Ten years late, but we're nearly there. War is Peace. Freedom is Slavery. "Objective reality" is an invidious myth employed by evil oppressors (men) to maintain their phallohegemonic dominance. Big Sister Is Watching for instances of heteropatriarchal discourse, and punishment is swift and severe. A futuristic nightmare? No, the all-too-real world of your high school, university, newsroom, and administrative agency—and coming soon to a workplace near you.

In Who Stole Feminism?: How Women Have Betrayed Women, Christina Hoff Sommers, associate professor of philosophy at Clark University, describes the appropriation of the movement once known as feminism by a cadre of party-line bureaucrats promoting an agenda of victimism and victimology-based revolution, with serious implications for the wider world.

Sommers draws a clear distinction between "equity feminism," the classical-liberal position characterized by the unobjectionable slogan, "Equal pay for equal work," and "gender feminism," the aggressive self-pitying whine of an army of professional victims that has come to dominate discussions of women's issues.
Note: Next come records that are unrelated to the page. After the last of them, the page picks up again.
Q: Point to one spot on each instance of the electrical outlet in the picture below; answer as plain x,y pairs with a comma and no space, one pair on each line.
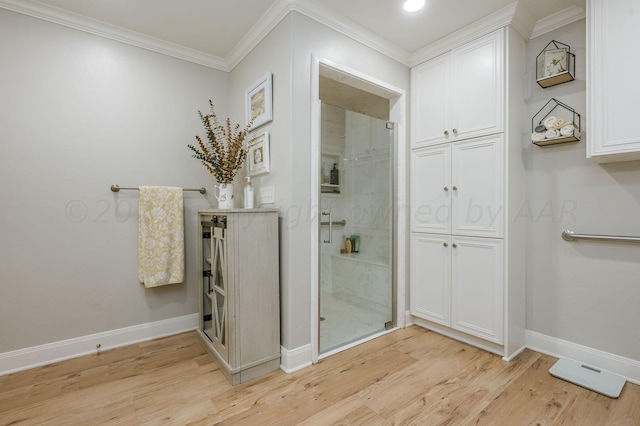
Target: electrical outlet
267,195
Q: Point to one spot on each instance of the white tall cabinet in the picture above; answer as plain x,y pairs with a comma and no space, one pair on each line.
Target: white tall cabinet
467,184
612,80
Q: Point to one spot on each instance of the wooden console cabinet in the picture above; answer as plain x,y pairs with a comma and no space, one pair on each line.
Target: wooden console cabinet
240,292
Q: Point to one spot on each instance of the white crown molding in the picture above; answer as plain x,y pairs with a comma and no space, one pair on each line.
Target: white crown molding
557,20
489,23
348,28
23,359
113,32
272,17
509,15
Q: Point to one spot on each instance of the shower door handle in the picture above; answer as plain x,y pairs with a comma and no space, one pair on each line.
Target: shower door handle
330,227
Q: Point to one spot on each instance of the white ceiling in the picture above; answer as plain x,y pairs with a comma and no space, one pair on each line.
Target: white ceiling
216,27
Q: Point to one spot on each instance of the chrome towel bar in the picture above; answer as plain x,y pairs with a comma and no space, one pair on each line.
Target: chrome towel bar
116,188
569,235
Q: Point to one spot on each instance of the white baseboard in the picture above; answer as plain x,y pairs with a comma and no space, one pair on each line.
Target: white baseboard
625,367
408,319
296,359
36,356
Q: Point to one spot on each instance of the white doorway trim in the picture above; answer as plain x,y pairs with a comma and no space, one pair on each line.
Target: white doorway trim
397,114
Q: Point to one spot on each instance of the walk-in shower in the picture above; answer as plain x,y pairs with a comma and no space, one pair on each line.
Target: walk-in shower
356,226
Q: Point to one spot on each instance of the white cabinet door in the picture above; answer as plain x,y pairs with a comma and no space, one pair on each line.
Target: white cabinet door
430,189
612,80
478,87
430,283
477,287
477,184
431,102
460,94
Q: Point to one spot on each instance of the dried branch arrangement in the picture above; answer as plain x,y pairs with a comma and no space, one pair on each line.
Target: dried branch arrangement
224,152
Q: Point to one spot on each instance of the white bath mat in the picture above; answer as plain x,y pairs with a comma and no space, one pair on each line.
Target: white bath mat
589,377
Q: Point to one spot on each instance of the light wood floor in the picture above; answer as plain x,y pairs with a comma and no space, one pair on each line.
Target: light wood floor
407,377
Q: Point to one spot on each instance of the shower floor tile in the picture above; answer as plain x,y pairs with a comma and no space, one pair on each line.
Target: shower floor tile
345,323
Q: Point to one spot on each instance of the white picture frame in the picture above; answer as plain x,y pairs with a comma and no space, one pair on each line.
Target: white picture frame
258,155
259,101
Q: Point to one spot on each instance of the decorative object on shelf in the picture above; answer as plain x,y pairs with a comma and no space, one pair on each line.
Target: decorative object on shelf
248,193
555,64
259,101
223,153
330,178
259,158
224,194
555,123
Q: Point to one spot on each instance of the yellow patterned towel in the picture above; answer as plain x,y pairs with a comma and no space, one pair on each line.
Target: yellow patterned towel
160,236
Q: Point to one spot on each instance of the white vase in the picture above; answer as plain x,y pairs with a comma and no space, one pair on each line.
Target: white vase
224,194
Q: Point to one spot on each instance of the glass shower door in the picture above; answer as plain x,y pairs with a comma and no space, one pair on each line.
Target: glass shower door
356,227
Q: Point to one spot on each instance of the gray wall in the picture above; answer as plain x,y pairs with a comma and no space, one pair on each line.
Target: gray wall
79,113
587,292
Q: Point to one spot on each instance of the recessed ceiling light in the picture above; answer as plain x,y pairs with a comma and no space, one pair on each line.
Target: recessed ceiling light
413,5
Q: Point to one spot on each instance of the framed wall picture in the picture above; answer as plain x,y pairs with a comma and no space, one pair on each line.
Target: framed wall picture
258,161
259,101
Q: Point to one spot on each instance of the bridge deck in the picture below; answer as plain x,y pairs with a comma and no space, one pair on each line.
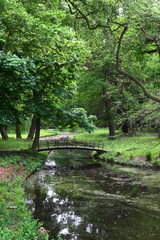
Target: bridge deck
69,144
Ideological correctness, the suppression of dissent, and salvation through thought control and governmental fiat are the new orders of the day.

Sommers traces classical-liberal equity feminism to the Seneca Falls convention of 1848. The organizers of Seneca Falls recognized their privileged position as educated members of a middle-class elite, and they placed their prestige and experience in the abolitionist movement at the service of the genuinely disadvantaged. It may be hard to remember today that throughout most of history women were essentially the property of their fathers and husbands, and in many places in the world today, still are. Too many of the world's women remain oppressed—except in the places where feminists are doing the most complaining.

American women outlive their male counterparts by nearly 10 years, control more than half the national wealth, and make up the majority of undergraduate students, law students, and voters. Skeptics are starting to question whether this is a group genuinely entitled to victim status. Never has such a privileged circle been represented by such an array of pedants claiming that a war is being waged against them, or has so cowed the media and the government into abandoning all standards of objectivity. It is an irony almost too delicious to contemplate: How did one of the most privileged sets of people in the history of the world, in terms of wealth, education, and political power, come to be represented by its self-appointed spokespersons and their media minions as a passel of cringing victims in need of special protection by an all-wise government?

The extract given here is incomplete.